In the 1930s, AC Spark Plugs had an ad in The Saturday Evening Post that depicted an African American as being a small monkey in a suit. Many ads during that time used monkeys or small apes in place of African Americans.






*9. Aunt Jemima*

In 1939, Aunt Jemima was making the best pancakes. Aunt Jemima always used an African American lady who was supposed to be a slave as a spokesperson. On all of the ads, she used “slave” slang.






*8. Van Heusen*

Van Heusen had an ad for ties that showed a woman on her knees serving a man coffee. When did women become slaves?






*7. Del Monte*

In 1953, Del Monte ketchup bottles got new lids. The ad was a picture of a woman opening the bottle and it read “You mean a woman can open it?”.
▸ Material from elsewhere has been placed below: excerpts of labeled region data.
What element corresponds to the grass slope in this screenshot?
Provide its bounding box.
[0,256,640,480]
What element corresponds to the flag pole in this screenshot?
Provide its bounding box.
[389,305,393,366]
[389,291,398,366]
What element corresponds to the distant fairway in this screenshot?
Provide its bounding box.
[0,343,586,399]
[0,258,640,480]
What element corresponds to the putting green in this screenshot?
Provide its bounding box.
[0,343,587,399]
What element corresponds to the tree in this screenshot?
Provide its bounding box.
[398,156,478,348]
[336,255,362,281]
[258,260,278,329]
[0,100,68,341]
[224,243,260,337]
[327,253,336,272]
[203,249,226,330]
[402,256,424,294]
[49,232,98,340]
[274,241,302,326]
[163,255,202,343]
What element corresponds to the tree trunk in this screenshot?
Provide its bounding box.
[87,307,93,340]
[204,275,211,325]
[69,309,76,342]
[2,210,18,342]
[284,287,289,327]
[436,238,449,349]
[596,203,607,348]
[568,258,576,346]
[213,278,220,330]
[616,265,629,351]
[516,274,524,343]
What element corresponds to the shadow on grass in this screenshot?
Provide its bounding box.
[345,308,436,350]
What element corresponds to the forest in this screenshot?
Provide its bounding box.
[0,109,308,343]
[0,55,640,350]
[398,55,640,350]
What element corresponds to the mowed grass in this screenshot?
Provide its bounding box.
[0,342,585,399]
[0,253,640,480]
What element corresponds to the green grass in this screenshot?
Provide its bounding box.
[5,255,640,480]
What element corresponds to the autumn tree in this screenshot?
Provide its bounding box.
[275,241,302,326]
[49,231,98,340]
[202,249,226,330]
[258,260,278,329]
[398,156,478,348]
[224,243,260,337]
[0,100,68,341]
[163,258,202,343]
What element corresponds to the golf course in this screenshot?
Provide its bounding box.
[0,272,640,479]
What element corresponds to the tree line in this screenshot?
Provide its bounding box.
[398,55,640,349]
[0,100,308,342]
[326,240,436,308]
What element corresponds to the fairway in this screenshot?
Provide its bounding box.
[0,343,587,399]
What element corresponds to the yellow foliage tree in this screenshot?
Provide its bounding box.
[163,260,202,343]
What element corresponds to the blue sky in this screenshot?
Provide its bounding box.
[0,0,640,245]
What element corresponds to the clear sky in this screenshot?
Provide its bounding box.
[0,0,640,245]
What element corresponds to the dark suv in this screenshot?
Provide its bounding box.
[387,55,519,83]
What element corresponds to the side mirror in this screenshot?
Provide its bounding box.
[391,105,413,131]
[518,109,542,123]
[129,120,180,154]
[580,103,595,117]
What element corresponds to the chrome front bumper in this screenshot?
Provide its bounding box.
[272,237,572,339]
*6. Elliott’s White Veneer*

In 1935, Elliott’s White Veneer came out with an ad that showed a young African American boy painting another young African American boy with the veneer. It stated “SEE HOW IT COVERS OVER BLACK”.






*5. General Electric*

In 1937 General Electric became racist, also. They came out with a new ad for a sink. The ad showed an African American lady, who was supposed to be a slave, standing by the sink and saying “I’se Sure Got a Good Job Now!”






*4. Drummond Sweaters*

Drummond Sweaters came out with a sexist ad that showed two men standing on top of a cliff, talking, while a woman dangled from a rope beneath them. The poster began by saying “Men are better than women”






*3. Dacron*

Dacron had a very sexist poster ad. The ad showed a picture of a lady on the floor with a rug for a body. A man was then standing on her head and was saying ” It’s nice to have a girl around the house”.






*2. Cream of Wheat*

Cream of Wheat had a poster ad of an African American man holding a chalkboard with a message written on it. Several words were misspelled as to say African Americans were ignorant.






*1. Fairy Soap*

Fairy Soap had a poster ad of a young white girl asking a young African American girl “Why doesn’t your Mama wash you with Fairy Soap?”. This siuggesting that African Americans were dirty.


----------



## sarah_elizabeth (Oct 2, 2010)

oh sweet lord can you IMAGINE the outrage if they were produced today.

projector ad: nice balloons XD


----------



## breathless (Oct 12, 2010)

wow! those are insane!


----------